B. Grip the ball bearing/anchor plate sub-assembly in a vise and drift out the retainer plate that holds the cable anchors. I used a small chisel and helped it along with a couple light taps with a tap hammer. Be careful not to distort the metal and try not to disturb the sprung ball bearings. The metal is pretty soft, so if you do bend it slightly, you can reshape it with pliers prior to reassembly.

C. Now you will be able to withdraw the old cables

D. I neglected to take a photo of the plate that holds the anchor, so this drawing will have to suffice. But this is how the anchor plate works. There is a barrel shaped anchor on each cable. When you pull the choke knob out the cables are pulled in turn pulling the levers that richen the mixture at the carbs. And when you push the knob back toward the console, the anchors are pushed forward leaning the mixture and ultimately disengaging the chokes entirely.


A. Now make a trip to the local bicycle shop and purchase one or two Road Sport Brake cables with SRAM/Shimano heads.

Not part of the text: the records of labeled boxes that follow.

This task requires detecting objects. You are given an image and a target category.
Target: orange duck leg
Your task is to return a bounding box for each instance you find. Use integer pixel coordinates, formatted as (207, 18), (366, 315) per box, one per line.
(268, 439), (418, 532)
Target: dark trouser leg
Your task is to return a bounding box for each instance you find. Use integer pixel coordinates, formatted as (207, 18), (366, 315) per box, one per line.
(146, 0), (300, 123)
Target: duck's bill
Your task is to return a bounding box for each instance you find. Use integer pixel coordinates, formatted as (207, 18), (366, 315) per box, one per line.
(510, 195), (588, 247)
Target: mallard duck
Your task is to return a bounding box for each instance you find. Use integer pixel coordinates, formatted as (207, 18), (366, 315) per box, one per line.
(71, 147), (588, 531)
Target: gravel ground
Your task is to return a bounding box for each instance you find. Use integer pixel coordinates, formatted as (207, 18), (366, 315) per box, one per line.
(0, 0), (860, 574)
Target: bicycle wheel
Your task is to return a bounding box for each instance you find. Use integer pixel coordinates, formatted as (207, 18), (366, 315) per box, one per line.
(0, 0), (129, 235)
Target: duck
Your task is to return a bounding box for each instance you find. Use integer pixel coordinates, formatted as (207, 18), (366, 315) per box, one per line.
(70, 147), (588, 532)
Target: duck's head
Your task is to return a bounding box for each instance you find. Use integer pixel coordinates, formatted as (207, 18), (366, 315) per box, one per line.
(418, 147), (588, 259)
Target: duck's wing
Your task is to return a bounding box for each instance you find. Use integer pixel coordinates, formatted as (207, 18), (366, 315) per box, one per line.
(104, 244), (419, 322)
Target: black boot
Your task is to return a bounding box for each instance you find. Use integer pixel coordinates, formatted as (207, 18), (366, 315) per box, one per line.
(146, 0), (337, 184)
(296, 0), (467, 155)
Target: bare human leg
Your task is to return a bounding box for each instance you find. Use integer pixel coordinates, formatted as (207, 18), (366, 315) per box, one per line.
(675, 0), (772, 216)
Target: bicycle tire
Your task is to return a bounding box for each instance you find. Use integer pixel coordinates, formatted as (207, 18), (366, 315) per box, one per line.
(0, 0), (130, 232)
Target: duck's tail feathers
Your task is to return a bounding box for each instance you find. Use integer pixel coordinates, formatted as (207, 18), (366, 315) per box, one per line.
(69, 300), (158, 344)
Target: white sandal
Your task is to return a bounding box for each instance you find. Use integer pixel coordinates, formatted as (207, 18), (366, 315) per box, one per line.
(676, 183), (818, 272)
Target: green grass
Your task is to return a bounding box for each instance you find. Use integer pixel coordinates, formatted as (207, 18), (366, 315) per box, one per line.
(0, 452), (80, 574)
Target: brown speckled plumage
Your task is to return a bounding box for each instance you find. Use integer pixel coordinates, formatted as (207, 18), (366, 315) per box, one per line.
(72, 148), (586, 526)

Don't worry, the bicycle shop will know what you are looking for. I used a JAGWIRE Slick Stainless Steal cable because of it's cable stiffness. You may be tempted to use a derailleur cable because of the small anchor as shown on the right, but I don't recommend it. The brake cable is much stiffer which is important since the cable needs to be pulled/and pushed.

Philosophically, I only replace parts I absolutely must. Since one of my cables was OK, I decided to keep it in service. You, may want to replace both so they will be shiny. If you want, you can also replace cable housings for a few dollars more. Cable housings come in all kinds of colors these days including the original black. Since my housings were serviceable, I reused them.

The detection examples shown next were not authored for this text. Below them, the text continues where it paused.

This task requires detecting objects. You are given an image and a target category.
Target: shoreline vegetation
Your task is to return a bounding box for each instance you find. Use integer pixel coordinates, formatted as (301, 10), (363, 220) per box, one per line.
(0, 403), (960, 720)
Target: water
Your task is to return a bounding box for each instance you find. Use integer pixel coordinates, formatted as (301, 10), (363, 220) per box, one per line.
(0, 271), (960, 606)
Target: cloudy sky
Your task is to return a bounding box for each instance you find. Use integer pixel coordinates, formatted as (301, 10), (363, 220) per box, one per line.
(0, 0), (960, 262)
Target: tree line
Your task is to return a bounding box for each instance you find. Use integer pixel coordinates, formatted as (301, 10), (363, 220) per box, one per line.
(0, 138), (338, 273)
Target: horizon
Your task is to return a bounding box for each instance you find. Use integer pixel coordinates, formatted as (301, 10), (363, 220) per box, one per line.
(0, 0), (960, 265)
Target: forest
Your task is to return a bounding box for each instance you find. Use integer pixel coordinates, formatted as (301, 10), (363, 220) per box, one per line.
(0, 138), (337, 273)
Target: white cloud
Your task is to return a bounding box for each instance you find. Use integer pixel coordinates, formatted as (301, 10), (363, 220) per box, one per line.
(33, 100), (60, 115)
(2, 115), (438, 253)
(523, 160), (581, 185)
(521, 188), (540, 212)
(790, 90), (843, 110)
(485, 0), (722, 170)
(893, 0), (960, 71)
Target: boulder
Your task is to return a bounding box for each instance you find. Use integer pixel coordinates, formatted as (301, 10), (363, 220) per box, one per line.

Here is the anchor type I used.

B. Now you are going to adapt the cable anchor. The SRAM/Shimano anchor is lightbulb shaped and too big for the ball bearing/anchor plate sub-assembly. Use a really sharp pair of hardened diagonal or linesman pliers to remove the upper portion of the light bulb leaving only the barrel. I'm a fan of Channel Lock electricians tools since the discount type aren't nearly as hard and sharp.

Clean up the adapted anchor with a grinder or file.


A. Clean everything with the solvent of your choice. I used brake cleaner.

B. Thread your cables through the plate per the photo in 2D and then reassemble ball bearing/plate sub-assembly in the cage. Put a small amount o white litthium grease in the cage for a smooth operation.

C. Coat the bare cables with a light dusting of silicon lubricant (or some such) and thread them through the cable housings. Cut them about three inches longer than the housing.

D. Installation is the reverse of REMOVAL.

E. Enjoy smooth, cold starts!

NOTES Some people recommend soldering the ends of the cables to keep them from fraying, but i thought that was a little iffy with stainless steel so I just wrapped them with tape. I think bicycle shops sell little thingies to prevent cable fray, but I hadn't thought to buy them.

Make sure that when you reinstall the cables to the choke levers, their is some slack when the choke is fully pushed in.